Firefox 153 will add Vulkan Video decoding as Mozilla widens Linux GPU support
The initial code path, credited to NVIDIA and Red Hat engineers, targets a long-running hardware video gap in Firefox on Linux.
By Ryan Merket · Published
Why it matters
Firefox's Vulkan Video work is a quiet infrastructure bet: Mozilla is reducing dependence on VA-API, a Linux video path that has left NVIDIA and embedded GPU users relying on workarounds.

Mozilla has merged initial Vulkan Video decoding support for Firefox, work Phoronix reported was led by NVIDIA engineer Tymur Boiko and Red Hat's Martin Stransky, putting a new GPU-accelerated video path on track for Firefox 153 in July.
The important word is "initial." Phoronix says Firefox 153.0 is expected on July 21, 2026, assuming no last-minute issues. The report does not establish which codecs, GPUs, drivers, distributions, or operating systems will be covered at launch, or whether Vulkan Video decoding will be enabled by default. What Mozilla has landed is a second route around a Linux video stack that has never been uniform.
The work attacks a Linux-specific bottleneck
Firefox on Linux has long centered hardware video decoding around VA-API, the Video Acceleration API. That has worked unevenly because Linux graphics drivers do not all expose the same acceleration interfaces. Phoronix specifically points to NVIDIA users, who have relied on projects such as NVIDIA-VAAPI-Driver to map Firefox's VA-API path onto NVIDIA's NVDEC interfaces.
That translation layer is the tell. When a browser needs an adapter project to reach a major GPU vendor's video engine, the abstraction is not doing the whole job. Phoronix also notes that smaller Arm and embedded graphics drivers have been largely outside the VA-API path, which matters as Linux keeps expanding beyond traditional desktop PCs into handhelds, low-power devices and bespoke hardware.
Vulkan Video gives Firefox another decode target in a graphics API already designed to span vendors and platforms. That does not make VA-API obsolete inside Firefox, and the source material does not say Mozilla is replacing it.

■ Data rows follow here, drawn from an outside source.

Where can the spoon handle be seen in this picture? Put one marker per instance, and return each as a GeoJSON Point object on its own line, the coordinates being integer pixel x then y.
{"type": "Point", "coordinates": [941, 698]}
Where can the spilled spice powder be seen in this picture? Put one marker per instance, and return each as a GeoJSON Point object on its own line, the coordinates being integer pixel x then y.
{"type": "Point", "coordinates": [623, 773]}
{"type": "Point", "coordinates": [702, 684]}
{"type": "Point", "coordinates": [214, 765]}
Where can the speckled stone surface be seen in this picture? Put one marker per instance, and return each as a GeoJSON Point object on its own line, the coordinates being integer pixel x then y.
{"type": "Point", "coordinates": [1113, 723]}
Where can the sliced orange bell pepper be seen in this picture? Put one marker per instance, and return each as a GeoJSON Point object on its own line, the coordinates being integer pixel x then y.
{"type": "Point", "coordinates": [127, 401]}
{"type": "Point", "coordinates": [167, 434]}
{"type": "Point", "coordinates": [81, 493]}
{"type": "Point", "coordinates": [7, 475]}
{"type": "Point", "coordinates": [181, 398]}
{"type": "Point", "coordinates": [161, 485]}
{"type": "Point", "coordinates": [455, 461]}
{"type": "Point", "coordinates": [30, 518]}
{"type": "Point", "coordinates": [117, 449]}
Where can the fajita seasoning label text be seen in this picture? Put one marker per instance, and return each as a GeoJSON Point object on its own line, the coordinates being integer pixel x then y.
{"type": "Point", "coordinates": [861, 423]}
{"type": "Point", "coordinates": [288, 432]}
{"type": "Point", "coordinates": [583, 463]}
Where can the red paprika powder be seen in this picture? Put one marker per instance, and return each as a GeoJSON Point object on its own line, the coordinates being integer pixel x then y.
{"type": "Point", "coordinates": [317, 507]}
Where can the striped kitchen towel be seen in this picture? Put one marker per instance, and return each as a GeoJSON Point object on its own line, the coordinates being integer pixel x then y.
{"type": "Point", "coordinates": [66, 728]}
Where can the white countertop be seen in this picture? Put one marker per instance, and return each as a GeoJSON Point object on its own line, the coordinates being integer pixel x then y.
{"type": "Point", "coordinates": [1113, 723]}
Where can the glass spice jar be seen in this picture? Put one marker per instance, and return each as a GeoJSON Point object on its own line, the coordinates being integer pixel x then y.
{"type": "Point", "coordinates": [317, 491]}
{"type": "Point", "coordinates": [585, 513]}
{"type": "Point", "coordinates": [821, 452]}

It does show Mozilla accepting that one Linux acceleration path has left too many edge cases for too long.
The maintainers, not the marketing team, moved this
This is not a feature announcement packaged for consumers. The trail runs through Mozilla's public development machinery: Phoronix says a Bugzilla report opened about three months earlier over Firefox's lack of Vulkan Video support has been closed, and points to recent Firefox Git activity that culminated during the week ending June 7, 2026.
The named contributors are the useful signal. Boiko works at NVIDIA, the vendor whose Linux users have had one of the more awkward Firefox acceleration stories. Stransky works at Red Hat, whose engineers have long been part of the Linux desktop plumbing around Firefox, graphics and system integration. Mozilla benefits from the patch, but the incentives are broader: NVIDIA wants its hardware video engines reached through modern Linux software paths, and Red Hat wants the open desktop stack to depend on fewer vendor-specific workarounds.
That is how browser infrastructure often moves. A user-visible improvement begins as maintenance work across a bug tracker, a graphics API, a driver stack and a release train. By the time it reaches stable Firefox, the most important decision has already been made: which platform abstraction Mozilla is willing to support in the browser core.
Firefox 153 is the real test
The July 21 target matters because it puts the work on a near-term stable release path, not just an experimental branch. But the source material leaves the operational questions unanswered. There is no confirmed support matrix for codecs. There is no stated minimum Vulkan driver version. There is no confirmed default setting. There is no performance claim to compare against VA-API or software decoding.
Those omissions are not minor. Hardware video decoding is only valuable when it reliably reduces CPU load, battery drain and thermals on real machines. A code path that works on one vendor's current drivers can still disappoint users if distributions ship older stacks, if codec support is narrow, or if the feature remains behind a preference.
Still, the direction is clear. Mozilla is adding Vulkan Video because the old Linux answer was incomplete. Firefox 153 will show whether the first implementation is a narrow foothold or the start of a more portable hardware decode layer for the browser.